Sua sorella Alessandra ha raccontato di quando la cacciò di casa, esasperata.
«Mamma mi aveva già buttato fuori e lei mi accolse come un pulcino bagnato. Appena arrivato, lanciai la borsa e spalancai la porta. Prendendo in pieno uno specchio del Cinquecento grosso tre metri che si era comprata con i primi risparmi.
Si ruppe in cinquantamila pezzi, lei si buttò in ginocchio a piangere.
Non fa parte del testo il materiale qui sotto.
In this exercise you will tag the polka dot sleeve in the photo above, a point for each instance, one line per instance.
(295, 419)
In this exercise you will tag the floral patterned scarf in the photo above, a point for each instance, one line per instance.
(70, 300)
Facevo feste su feste, disastri continui, capirai, era una casa in centro a Milano e io avevo 19 anni. I vicini presentarono non so quanti esposti per schiamazzi, la donna delle pulizie fece la spia, svelandole che ci dormivamo in ventidue».
[…] Era stempiato, poi si è ripresentato con il ciuffo e lo ha raccontato ai quattro venti.
«Ho sempre avuto questo problema dei capelli che mi trapanava il cervello. Li perdevo e ho provato di tutto. Fialette, polverine colorate, un disastro, sporcavo il cuscino, imbarazzante. Poi ho trovato la soluzione con una patch cutanea e l’ho ammesso, pazienza se mi dicono che ho in testa un gatto morto, mi sento meglio». […]
Insegnò a Berlusconi i segreti del web?
«Mi aveva scelto come punto di riferimento per la sua discesa in campo digitale e mi convocò ad Arcore. Gli dissi: “Presidente, lei è l’italiano più famoso al mondo, più di Leonardo da Vinci, ma ha meno follower della Boschi”. Si illuminò. Però ero un consulente costoso e alla fine non se ne fece niente».